Dans celui-ci, Labica se propose de penser la crise écologique en tant que « nouveauté radicale dans l’histoire de l’humanité », à un moment où cette thématique était loin d’avoir pris l’ampleur qu’elle occupe actuellement dans le débat public. Il cerne les défis qu’elle représente pour le mouvement ouvrier et pour la pensée marxiste et plaide pour un projet écosocialiste qui articule « politisation de l’écologie » et « révolution culturelle du mouvement ouvrier » afin de « réinventer la lutte de classes ». Un texte de plus de trente ans aux résonances étrangement actuelles.
*
Je voudrais remercier les organisateurs de cette semaine, qui possède, je le sais, ses lettres de noblesse, pour leur invitation chaleureuse et l’honneur qu’ils me font de prendre la parole devant vous. Car je ne suis ni un spécialiste de l’écologie, ni un militant écologiste. J’essaie seulement d’être un philosophe et de m’employer, en marxiste (vous voyez qu’il en reste), à penser un présent qui est notre affaire à tous.

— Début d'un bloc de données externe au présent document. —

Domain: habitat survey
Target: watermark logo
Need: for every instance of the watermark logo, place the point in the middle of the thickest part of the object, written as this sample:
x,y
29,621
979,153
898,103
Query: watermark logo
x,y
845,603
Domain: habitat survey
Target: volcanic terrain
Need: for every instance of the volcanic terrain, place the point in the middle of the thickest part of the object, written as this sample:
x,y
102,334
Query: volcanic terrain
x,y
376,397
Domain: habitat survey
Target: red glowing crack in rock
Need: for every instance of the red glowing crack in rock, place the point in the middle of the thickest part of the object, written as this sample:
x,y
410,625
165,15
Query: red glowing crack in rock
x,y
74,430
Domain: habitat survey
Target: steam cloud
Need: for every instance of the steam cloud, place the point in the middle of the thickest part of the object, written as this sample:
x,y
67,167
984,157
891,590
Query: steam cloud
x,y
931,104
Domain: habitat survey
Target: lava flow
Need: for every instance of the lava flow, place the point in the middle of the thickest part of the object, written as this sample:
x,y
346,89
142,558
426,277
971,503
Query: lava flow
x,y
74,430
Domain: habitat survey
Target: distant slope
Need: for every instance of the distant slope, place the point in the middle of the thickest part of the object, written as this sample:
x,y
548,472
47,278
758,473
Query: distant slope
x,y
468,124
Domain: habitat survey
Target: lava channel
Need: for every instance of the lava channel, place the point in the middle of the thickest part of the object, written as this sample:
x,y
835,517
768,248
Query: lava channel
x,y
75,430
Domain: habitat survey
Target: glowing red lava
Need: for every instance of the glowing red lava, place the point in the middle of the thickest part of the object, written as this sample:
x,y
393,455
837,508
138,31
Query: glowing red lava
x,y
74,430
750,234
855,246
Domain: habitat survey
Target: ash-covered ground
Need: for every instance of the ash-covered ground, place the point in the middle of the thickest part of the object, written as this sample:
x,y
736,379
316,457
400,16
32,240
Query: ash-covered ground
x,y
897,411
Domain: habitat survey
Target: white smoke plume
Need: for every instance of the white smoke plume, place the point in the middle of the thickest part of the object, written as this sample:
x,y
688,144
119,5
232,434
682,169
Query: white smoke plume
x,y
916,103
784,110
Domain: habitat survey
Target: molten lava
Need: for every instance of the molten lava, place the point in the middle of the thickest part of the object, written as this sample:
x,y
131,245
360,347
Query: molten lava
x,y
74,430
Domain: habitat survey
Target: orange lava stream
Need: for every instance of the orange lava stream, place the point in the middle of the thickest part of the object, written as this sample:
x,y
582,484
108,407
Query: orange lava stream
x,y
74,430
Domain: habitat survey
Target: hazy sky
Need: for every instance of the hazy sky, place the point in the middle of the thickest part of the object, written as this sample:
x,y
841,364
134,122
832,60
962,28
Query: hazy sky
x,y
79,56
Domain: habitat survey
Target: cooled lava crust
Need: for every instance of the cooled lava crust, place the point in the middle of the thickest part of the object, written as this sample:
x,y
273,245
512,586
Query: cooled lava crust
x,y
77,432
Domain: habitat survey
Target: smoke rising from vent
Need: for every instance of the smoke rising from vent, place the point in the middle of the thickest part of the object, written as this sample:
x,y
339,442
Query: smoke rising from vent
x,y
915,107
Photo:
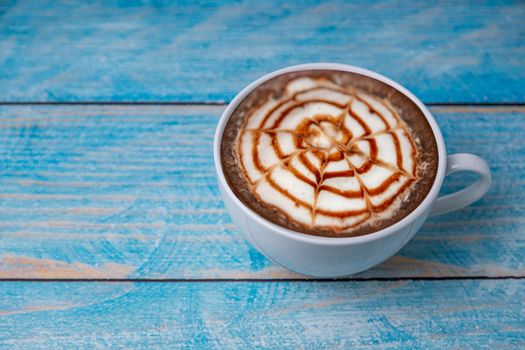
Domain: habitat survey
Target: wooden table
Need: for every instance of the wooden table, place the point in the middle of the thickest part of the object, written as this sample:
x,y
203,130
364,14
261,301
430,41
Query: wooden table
x,y
112,231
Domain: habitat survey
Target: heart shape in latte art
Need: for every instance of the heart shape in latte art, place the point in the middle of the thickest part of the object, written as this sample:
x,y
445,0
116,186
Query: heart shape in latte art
x,y
327,156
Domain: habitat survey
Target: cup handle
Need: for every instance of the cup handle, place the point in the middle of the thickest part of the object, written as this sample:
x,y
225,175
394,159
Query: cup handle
x,y
462,198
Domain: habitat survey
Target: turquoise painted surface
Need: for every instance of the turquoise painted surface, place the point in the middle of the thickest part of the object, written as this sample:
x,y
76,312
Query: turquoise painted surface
x,y
209,50
272,315
130,192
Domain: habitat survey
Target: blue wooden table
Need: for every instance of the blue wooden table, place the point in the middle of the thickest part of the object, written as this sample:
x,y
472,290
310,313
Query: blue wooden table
x,y
112,231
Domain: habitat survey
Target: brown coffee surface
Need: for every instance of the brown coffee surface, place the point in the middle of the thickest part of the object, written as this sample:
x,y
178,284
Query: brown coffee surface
x,y
426,155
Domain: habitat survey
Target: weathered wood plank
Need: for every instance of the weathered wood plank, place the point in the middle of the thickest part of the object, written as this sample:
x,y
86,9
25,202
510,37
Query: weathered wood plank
x,y
283,315
207,51
130,191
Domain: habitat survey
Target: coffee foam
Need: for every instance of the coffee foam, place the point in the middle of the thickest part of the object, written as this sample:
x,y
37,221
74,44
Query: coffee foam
x,y
328,157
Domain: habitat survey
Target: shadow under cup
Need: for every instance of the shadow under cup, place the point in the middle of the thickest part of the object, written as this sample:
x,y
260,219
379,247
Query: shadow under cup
x,y
311,254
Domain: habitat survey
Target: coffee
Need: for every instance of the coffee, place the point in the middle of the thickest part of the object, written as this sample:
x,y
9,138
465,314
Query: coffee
x,y
329,153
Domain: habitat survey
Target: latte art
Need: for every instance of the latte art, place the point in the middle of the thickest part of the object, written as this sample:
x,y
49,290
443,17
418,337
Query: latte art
x,y
326,156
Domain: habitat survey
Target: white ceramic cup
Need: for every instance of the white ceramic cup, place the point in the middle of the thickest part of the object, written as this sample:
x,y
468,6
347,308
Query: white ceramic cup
x,y
334,257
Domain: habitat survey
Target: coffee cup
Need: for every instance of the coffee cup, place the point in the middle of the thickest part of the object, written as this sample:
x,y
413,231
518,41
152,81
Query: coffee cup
x,y
341,256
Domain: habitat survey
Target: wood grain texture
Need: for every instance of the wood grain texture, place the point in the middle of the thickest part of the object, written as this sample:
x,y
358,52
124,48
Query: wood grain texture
x,y
269,315
209,50
130,192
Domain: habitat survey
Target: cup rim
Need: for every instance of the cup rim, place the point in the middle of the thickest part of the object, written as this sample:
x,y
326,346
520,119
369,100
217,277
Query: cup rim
x,y
421,209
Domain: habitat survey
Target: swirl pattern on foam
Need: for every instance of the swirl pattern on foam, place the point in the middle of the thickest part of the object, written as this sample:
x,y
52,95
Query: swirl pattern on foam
x,y
327,156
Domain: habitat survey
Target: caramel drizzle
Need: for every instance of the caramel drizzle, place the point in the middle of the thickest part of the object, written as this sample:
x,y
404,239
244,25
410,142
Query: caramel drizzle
x,y
345,150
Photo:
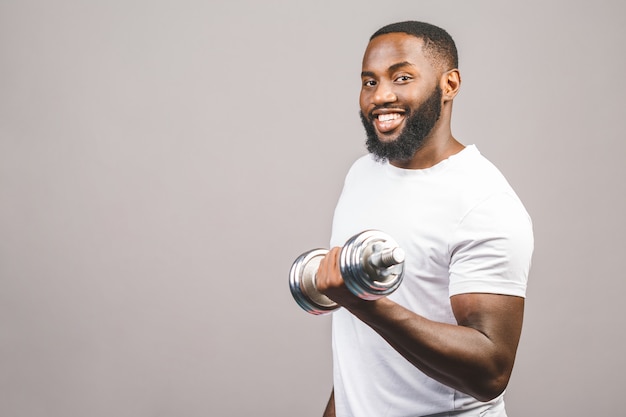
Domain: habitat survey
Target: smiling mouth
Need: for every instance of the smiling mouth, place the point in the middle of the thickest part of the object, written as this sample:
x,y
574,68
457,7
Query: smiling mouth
x,y
387,122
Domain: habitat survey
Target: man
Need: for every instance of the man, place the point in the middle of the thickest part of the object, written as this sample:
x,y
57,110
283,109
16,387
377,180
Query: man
x,y
444,343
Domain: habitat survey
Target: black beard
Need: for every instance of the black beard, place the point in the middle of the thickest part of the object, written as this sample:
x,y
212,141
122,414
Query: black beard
x,y
412,137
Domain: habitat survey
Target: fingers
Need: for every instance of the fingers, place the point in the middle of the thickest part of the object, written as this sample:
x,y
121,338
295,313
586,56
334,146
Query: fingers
x,y
328,274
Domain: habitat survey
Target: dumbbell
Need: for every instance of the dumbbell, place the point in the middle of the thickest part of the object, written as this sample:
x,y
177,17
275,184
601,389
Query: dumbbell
x,y
371,264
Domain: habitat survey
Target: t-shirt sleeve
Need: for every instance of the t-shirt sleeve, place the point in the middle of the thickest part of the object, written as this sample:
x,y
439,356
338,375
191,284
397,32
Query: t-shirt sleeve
x,y
492,248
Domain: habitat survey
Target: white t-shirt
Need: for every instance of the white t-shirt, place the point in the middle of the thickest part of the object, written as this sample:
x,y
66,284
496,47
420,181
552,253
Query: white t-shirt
x,y
464,230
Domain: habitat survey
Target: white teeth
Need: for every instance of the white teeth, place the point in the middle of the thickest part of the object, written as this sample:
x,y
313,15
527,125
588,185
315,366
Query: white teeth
x,y
388,116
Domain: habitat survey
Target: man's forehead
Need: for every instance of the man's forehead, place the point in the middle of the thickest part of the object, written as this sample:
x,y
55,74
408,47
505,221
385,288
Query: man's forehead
x,y
393,49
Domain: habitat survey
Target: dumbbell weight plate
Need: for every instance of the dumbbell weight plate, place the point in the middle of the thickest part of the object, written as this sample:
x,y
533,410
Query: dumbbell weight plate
x,y
361,278
302,283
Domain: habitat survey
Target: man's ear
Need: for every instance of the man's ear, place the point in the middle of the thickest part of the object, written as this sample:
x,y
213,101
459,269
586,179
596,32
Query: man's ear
x,y
450,83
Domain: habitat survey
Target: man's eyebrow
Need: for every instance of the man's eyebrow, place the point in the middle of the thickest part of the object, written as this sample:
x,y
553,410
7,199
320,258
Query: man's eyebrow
x,y
392,68
399,65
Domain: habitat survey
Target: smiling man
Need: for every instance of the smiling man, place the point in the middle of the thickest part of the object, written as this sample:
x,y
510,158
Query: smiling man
x,y
445,342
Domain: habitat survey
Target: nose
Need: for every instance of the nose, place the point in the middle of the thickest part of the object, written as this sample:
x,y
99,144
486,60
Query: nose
x,y
384,93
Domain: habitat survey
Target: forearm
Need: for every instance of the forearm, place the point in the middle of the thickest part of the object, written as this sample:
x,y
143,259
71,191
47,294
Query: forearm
x,y
458,356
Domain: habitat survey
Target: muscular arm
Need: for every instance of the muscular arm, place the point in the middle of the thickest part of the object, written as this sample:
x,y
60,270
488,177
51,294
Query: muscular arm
x,y
475,356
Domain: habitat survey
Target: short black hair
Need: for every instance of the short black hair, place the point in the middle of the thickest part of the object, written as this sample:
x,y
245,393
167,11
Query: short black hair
x,y
438,43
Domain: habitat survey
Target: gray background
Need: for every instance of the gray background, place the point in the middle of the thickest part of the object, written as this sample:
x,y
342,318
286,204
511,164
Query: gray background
x,y
163,163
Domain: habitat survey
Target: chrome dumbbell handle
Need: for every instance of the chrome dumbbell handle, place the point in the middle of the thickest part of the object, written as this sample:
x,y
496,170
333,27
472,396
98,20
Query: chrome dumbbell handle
x,y
371,264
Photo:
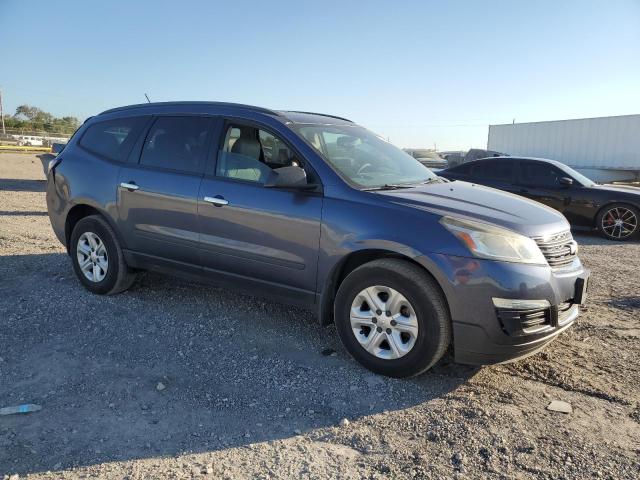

La thèse que je développerai est la suivante : la crise écologique actuelle représente une nouveauté radicale dans l’histoire de l’humanité. Elle est donc la plus pressante invite à des remises en question de tous ordres qui ne sauraient s’arrêter en chemin. Elle exige des réponses qui lui soient adéquates, c’est-à-dire radicales, comme elle. Je n’en vois pas de plus appropriée que celle qui provoquerait l’alliance entre le mouvement écologique et le mouvement ouvrier, dans une redéfinition, par conséquent, de la lutte des classes, de sa conscience et de ses objectifs.
La crise écologique
Le constat est sous nos yeux. Il y a une crise écologique, à l’échelon mondiale, qui possède deux caractères : celui d’une nouveauté sans précédent dans l’histoire de l’humanité, qui malgré les catastrophes qu’elle a connues, est aujourd’hui en présence de la menace de sa propre disparition, cette dernière étant assimilable à un véritable suicide ; celui de l’urgence, puisque les facteurs d’une telle issue se trouvent réunis, qu’ils sont scientifiquement lisibles et qu’en conséquence le temps nous est compté.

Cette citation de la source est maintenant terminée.